EL PASO, Texas (Border Report) — Wait times at the international bridges between El Paso and Juarez, Mexico are nearly back to normal levels after several months of bottlenecks that hurt businesses on the U.S. side of the border.

The delays originated in April when U.S. Customs and Border Protection reassigned dozens of officers — who normally processed vehicles and people at the bridges — to migrant processing centers. Now that migrant levels from Central America and other countries have decreased due to Mexico’s immigration enforcement at the Mexico-Guatemala border, those officers have returned to their posts.

“All the locally deployed CBP officers have returned to their normal duties at area ports. This is providing us more flexibility in opening lanes,” said Roger Maier, spokesman for CBP in El Paso.

Officials in Juarez, who warned that bridge delays of two hours or more for vehicles and up to an hour at times for pedestrians were hindering commerce and interaction between the two cities, concur that wait times are down substantially. They said they have observed an average of seven vehicle inspection lanes open at the international bridges since late last month, compared to four to five before that.

This chart provided to Border Report by the City of El Paso shows a significant drop in bridge traffic in April of 2019, whe CBP officers were reassigned to migrant detention facilities. The chart shows a gradual increase to normal levels as border officers return to their posts at international bridges.

“This has improved things substantially, providing relief for those who shop, work or have business on the other side of the border,” said Juan Acereto, a representative for Juarez Mayor Armando Cabada in El Paso. “We and the City of El Paso have been working with CBP to provide an adequate number of agents at the bridges during peak traffic hours. We, in Juarez, also have committed to maintaining order on our side of the bridges” so that CBP doesn’t have to reassign agents to security contingencies.

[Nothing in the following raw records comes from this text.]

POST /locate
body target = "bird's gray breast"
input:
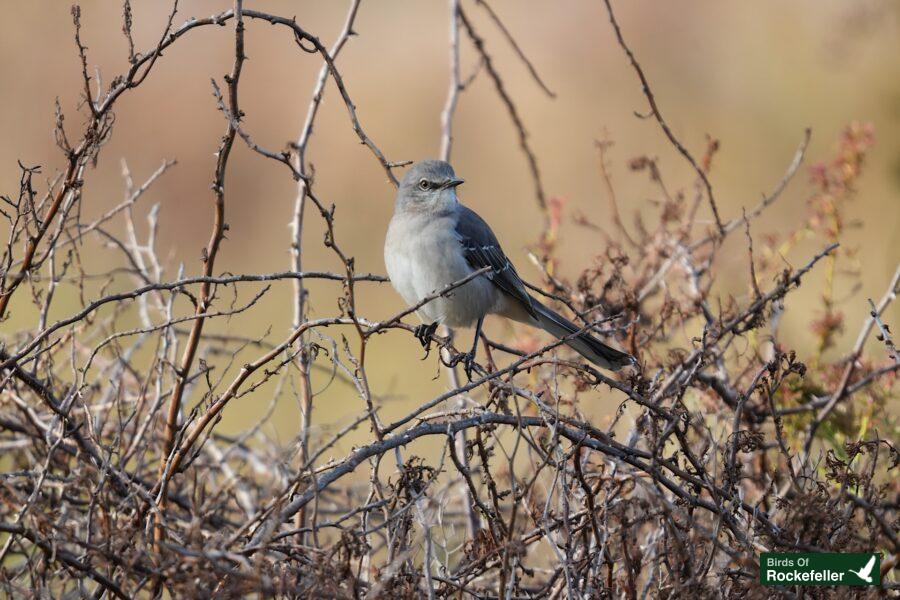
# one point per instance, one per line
(423, 254)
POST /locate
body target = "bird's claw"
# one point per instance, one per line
(425, 334)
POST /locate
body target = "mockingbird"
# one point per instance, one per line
(434, 241)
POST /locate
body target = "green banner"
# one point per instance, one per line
(826, 568)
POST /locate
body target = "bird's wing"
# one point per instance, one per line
(481, 249)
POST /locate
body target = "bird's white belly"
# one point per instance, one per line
(424, 257)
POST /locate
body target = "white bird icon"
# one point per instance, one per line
(865, 572)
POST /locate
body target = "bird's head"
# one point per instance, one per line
(428, 186)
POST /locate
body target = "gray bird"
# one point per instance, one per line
(434, 241)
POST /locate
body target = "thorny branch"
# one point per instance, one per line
(118, 481)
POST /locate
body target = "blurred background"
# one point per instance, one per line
(752, 75)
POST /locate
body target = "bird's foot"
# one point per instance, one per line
(425, 334)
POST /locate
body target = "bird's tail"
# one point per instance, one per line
(584, 343)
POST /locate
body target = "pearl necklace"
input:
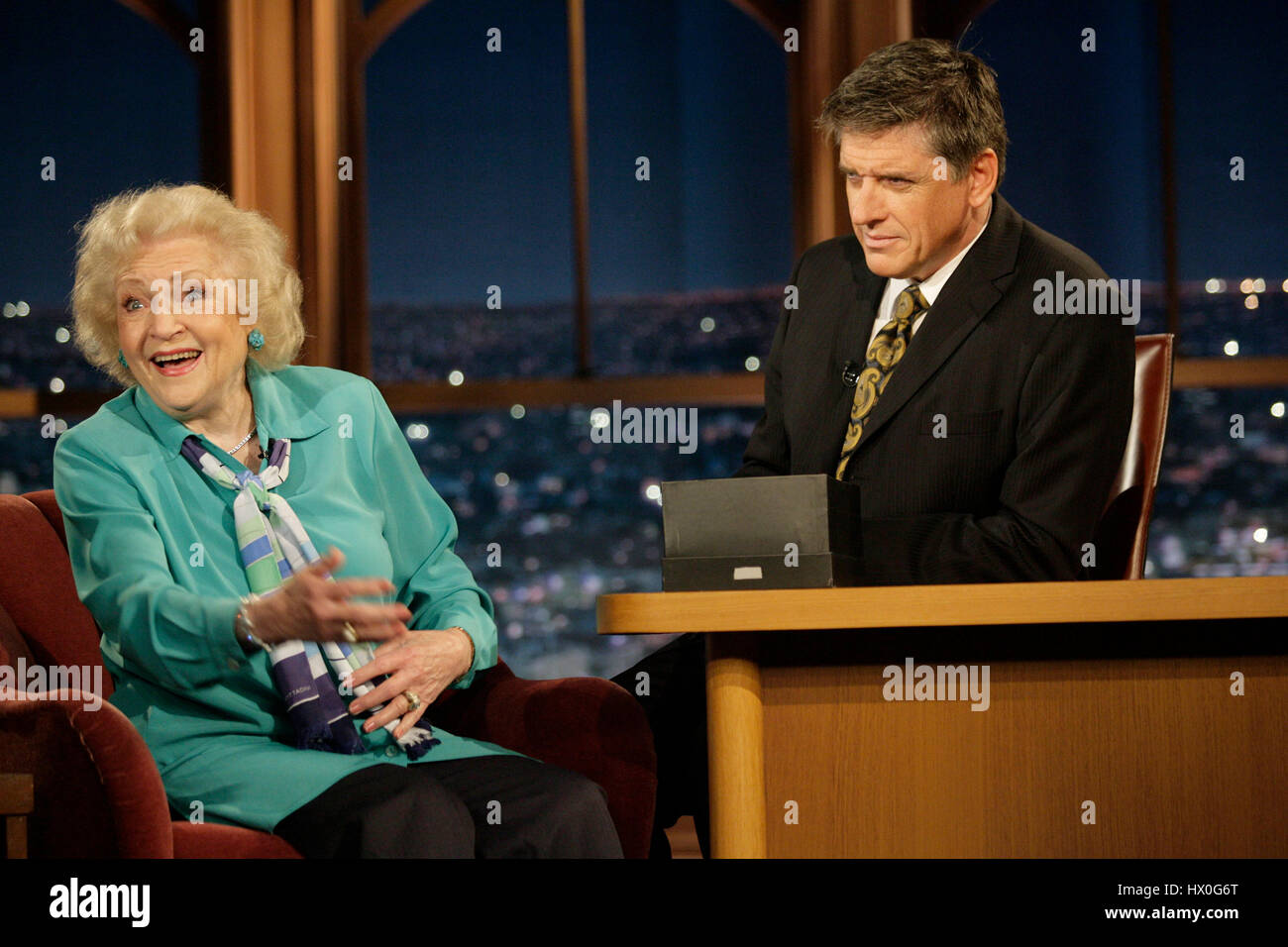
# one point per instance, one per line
(243, 442)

Last month, CBP closed the Paso del Norte Bridge due to reports of a large number of families gathering at the foot of the international crossing, on the Mexican side. Weeks earlier, CBP had closed the same bridge after some 200 Cubans and Salvadorans threatened to force their way into the U.S.

The return to normalcy, however, could be fleeting, some officials warned on Monday. That’s because the Texas Department of Transportation later this month plans to close the Juarez exit ramps on Interstate 10 for nine months for repairs. Those ramps lead to another busy international crossing, the Bridge of the Americas.

“This is going to create problems for the people who return to Juarez in the afternoon. This will force people off the Bridge of the Americas, which is free, and into El Paso’s (southbound) pay bridges,” Acereto said. He added he’s concerned about bottlenecks on the U.S. side and an added expense for Mexicans who drive back and forth to work in El Paso.

Right now, southbound pay bridges like Stanton and Zaragoza are barely recovering from losses incurred by the lengthy wait times that kept many Mexicans away and forced El Pasoans to reduce their trips to Mexico.

When Mexicans stay away, El Paso pays

A few weeks ago, El Paso City Manager Tommy Gonzalez briefed the news media on the impact of bridge wait times in the city’s economy: $705,939 in the second quarter of 2019.

The losses directly correlate to the reassignment of CBP officers to migrant processing facilities. In April, the average number of cars paying tolls to drive to Mexico plummeted from 10,124 to less than 7,000. But since the second week of August, when CBP officers started to return to their posts and kept more international bridge lanes open, the average daily number of passenger vehicles has shot back up to 9,615.

“When the (officers) were redeployed that’s when vehicle crossings dropped substantially ⁠— by a third overnight. We have since recovered and we’re almost back to the normal levels prior to April, but we’re not there yet,” said David Coronado, director of the City of El Paso’s International Bridge Department. “Now those figures are starting to stabilize as wait times continue to decline but, without a doubt, we’ve seen a huge decline. Hopefully, there will not be any more events impacting the way people move between both cities.”